Statistics of Mystery Novels

In August 2020, I asked readers’ help in collecting data on a stratified random sample* of 60 mystery novels, selected from the list of 655 books that have been nominated for an Edgar® award in the Best Novel or Best First Novel category between 1946 (the year the award started) and 2020. I wanted to see whether mysteries written by men tend to have a higher or lower body count than those written by women, and whether there were other differences in the books depending on when, and by whom, they were written.

The data have now been collected. The file mysteries.csv of the data sets accompanying my book Sampling: Design and Analysis, Third Edition (now in print!) contains selected variables (no plot-spoiling variables, though) from the sample. Chapters 3, 10, 11, and 12 feature exercises using this sample. In this post, I’ll compare statistics about circumstances of homicide from the mystery novel sample with statistics from the FBI Supplemental Homicide Reports from 1985 to 2019.**

General Book Information

Information about gender of author(s), book genre (private eye, procedural, or suspense), gender of detective(s), setting (urban, small town, or rural), and historical setting was available from online bookseller information or book reviews for all 60 books in the sample. Here are some summary statistics (calculated using the stratified sampling design):

32 percent had a female author (95% confidence interval [20, 44]).
26 percent had at least one female detective (95% confidence interval [14, 38]).
Not surprisingly, female authors were more likely to write about female detectives than were male authors. 59 percent of the books by female authors had at least one female detective, compared with 11 percent of the books by male authors (this difference was statistically significant with p-value = 0.001).
64 percent took place in an urban setting (95% confidence interval [50, 78]).
22 percent were “private eye” novels, 16 percent were “procedurals,” and the remaining 62 percent were of the “suspense” type (this category included the one “cozy” novel in the sample).
26 percent were historical novels, with the main action occurring at least 20 years before the publication date. There were no significant differences between male and female authors with respect to urban/non-urban setting, genre, and historical setting.

How do these statistics compare with those from the FBI? The online FBI data do not include information about location or detective gender, but some of that information is available elsewhere.

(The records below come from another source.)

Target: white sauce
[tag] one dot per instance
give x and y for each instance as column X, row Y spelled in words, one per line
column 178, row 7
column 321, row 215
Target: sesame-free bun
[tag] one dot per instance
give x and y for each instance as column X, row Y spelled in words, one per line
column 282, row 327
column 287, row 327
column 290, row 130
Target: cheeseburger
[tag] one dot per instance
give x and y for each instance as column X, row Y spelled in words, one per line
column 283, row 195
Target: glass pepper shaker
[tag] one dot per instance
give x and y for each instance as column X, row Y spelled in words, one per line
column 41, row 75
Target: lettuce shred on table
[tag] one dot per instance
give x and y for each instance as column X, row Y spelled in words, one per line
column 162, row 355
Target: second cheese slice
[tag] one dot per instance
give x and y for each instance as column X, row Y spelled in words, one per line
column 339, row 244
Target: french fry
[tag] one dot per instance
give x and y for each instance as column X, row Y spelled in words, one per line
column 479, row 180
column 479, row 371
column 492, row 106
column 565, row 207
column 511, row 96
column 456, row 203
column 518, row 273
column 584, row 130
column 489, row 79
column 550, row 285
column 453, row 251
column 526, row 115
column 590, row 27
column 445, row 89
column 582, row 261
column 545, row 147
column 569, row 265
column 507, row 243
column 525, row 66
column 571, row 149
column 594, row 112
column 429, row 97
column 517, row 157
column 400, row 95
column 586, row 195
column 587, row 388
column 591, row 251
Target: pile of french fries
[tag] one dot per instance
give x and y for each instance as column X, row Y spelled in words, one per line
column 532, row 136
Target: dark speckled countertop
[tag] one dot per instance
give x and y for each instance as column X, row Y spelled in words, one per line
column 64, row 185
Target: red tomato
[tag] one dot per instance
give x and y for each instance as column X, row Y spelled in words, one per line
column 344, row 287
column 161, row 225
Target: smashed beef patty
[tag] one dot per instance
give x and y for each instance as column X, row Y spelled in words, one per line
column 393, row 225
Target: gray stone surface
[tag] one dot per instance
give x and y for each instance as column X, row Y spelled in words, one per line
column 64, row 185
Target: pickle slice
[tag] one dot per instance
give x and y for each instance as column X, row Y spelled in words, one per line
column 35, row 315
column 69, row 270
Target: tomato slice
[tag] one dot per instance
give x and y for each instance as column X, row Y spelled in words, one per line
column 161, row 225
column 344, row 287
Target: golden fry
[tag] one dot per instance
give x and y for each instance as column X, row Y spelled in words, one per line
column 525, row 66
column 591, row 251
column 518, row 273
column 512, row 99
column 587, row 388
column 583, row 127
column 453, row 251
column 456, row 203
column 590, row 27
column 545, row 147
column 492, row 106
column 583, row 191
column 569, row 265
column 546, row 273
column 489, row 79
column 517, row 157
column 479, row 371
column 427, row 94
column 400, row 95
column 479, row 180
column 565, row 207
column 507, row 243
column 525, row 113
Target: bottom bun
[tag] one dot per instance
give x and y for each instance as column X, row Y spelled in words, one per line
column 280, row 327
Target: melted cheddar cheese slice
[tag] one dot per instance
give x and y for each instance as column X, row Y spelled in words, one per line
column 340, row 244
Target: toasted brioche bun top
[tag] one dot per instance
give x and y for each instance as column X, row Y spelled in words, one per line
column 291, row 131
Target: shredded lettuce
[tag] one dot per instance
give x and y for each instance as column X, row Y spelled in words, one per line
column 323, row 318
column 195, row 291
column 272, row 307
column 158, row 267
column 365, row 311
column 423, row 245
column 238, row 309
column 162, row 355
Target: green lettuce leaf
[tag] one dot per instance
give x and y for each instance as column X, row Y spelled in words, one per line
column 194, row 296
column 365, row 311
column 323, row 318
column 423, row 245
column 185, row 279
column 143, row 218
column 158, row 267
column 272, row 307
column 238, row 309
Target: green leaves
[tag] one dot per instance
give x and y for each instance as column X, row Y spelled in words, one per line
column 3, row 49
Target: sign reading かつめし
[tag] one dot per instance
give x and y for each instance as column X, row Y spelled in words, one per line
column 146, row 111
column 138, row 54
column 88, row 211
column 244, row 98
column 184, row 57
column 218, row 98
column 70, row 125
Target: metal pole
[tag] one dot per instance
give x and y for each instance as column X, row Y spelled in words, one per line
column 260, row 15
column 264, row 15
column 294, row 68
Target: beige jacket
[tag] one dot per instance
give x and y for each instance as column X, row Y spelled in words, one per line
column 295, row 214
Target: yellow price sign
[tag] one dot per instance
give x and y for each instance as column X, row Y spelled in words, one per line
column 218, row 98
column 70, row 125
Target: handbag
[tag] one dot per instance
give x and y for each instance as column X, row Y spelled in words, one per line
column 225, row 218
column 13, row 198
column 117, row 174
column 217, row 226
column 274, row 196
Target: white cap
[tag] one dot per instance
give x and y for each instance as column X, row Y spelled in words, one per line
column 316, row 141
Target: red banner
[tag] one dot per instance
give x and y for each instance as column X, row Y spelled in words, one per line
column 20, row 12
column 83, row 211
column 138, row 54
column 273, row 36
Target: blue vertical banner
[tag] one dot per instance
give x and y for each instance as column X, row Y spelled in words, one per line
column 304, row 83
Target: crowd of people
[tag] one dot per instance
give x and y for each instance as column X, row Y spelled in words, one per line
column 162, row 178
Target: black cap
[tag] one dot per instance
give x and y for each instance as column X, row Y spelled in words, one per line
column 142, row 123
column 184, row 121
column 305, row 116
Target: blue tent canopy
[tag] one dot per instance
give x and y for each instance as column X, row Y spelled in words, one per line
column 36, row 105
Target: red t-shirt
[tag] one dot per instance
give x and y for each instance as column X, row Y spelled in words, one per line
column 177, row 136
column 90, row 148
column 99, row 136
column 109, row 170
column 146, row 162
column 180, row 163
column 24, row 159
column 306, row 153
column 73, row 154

Table 2 of Crime in the United States, 2019 reports that of the estimated 16,245 homicides in 2019, an estimated 14,539 (89.5%) were in metropolitan statistical areas and another 839 (5.2%) were in cities outside of metropolitan statistical areas. Of course, this discrepancy might be expected because most of the novels take place before 2019 (some in medieval times) in a less-urbanized world. Earlier volumes of Crime in the United States show a lower percentage of homicides occurring in cities; the 1975 volume, for example, indicates that 14,764 (78%) of the estimated 18,830 homicides from that year took place in cities.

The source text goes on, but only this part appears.